Oboyu Crawler Architecture
Overview
The Crawler component is responsible for discovering, extracting, and normalizing documents from the local file system. It serves as the foundation of the Oboyu pipeline, preparing documents for the indexing process with specialized handling for Japanese content.
Design Goals
- Efficiently traverse file systems to discover documents
- Properly handle various file formats and encodings
- Detect and process Japanese text with high accuracy
- Extract relevant metadata from documents
- Support incremental processing for changed documents
Component Structure
Document Discovery
The document discovery subsystem implements:
- Recursive directory traversal with configurable depth
- File pattern matching using glob patterns
- Exclusion rules for unwanted files and directories
- Support for .gitignore files to respect project-specific exclusions
- Metadata extraction including creation and modification times
- Change detection for incremental updates
def discover_documents(
root_directory: Path,
patterns: List[str],
exclude_patterns: List[str],
max_depth: int = 10,
respect_gitignore: bool = True
) -> List[Tuple[Path, Dict[str, Any]]]:
"""Discover documents matching patterns with metadata."""

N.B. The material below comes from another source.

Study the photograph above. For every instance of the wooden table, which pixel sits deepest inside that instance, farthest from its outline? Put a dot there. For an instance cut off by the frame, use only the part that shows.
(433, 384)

# Returns list of (path, metadata) tuples
# Note: max_file_size is hard-coded to 10MB, follow_symlinks is hard-coded to False
Content Extraction
The content extraction subsystem handles:
- File format detection based on extension and content analysis
- Text file content extraction (currently supports only text-based formats)

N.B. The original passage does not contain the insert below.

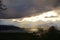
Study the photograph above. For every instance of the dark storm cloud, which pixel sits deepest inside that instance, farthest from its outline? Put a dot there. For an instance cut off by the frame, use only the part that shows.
(22, 8)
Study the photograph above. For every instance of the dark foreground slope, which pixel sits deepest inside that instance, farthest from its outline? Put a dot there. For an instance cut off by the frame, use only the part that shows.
(51, 34)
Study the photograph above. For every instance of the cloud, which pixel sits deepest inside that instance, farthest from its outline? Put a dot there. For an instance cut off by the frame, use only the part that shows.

- Text normalization for consistent processing
- Language detection with emphasis on Japanese identification
Note: Oboyu currently supports only text-based file formats. Binary formats like PDF, Word documents, or Excel files are not supported.
def extract_content(
file_path: Path,
encoding: Optional[str] = None
) -> Tuple[str, str, Dict[str, Any]]:
"""Extract and normalize content from a file.
Returns:
Tuple of (content, detected_language, metadata)
"""
Crawler Result Structure
The main Crawler
class processes documents and returns structured results:
@dataclass
class CrawlerResult:
"""Result of a document crawl operation."""
path: Path # Path to the document
title: str # Document title (from filename or content)
content: str # Normalized document content
language: str # Detected language code
metadata: Dict[str, object] # Additional metadata
def to_chunk_data(self) -> Dict[str, Any]:
"""Convert to format suitable for indexer."""
Japanese Text Processing
The Japanese text subsystem provides:
- Automatic encoding detection (UTF-8, Shift-JIS, EUC-JP)
- Encoding conversion to UTF-8 for consistent processing
- Initial text normalization for Japanese content
- Character set validation and repair
def process_japanese_text(content, encoding):
# Implementation details
# Returns normalized UTF-8 text
Data Flow
- User specifies directories to index
- Crawler discovers all matching documents
- For each document:
- Extract content based on file type
- Detect language and encoding
- Apply appropriate text normalization
- Extract metadata
- Pass normalized documents to the Indexer
Configuration Options
The Crawler is configured through the following settings in config.yaml
:
crawler:
depth: 10 # Maximum directory traversal depth
include_patterns: # File patterns to include
- "*.txt"
- "*.md"
- "*.html"
- "*.py"
- "*.java"
exclude_patterns: # Patterns to exclude
- "*/node_modules/*"
- "*/venv/*"
respect_gitignore: true # Whether to respect .gitignore files
# Japanese encoding detection is automatic
max_workers: 4 # Number of parallel workers for processing
# Hard-coded values (no longer configurable):
# max_file_size: 10MB # Maximum file size
# follow_symlinks: false # Never follow symbolic links
Performance Considerations
- Uses parallel processing for I/O-bound operations
- Implements streaming for large file handling
- Only re-processes documents that have changed
- Efficiently manages memory usage for large directory structures
Integration with Other Components
The Crawler provides documents to the Indexer in a standardized format:
document = {
"path": "/path/to/file.txt",
"title": "Document Title",
"content": "Normalized document content...",
"language": "ja",
"metadata": {
"created_at": "2025-05-01T12:34:56",
"modified_at": "2025-05-15T09:12:34",
"file_size": 1234,
# Other metadata
}
}
This standardized format ensures clean separation between the Crawler and Indexer components.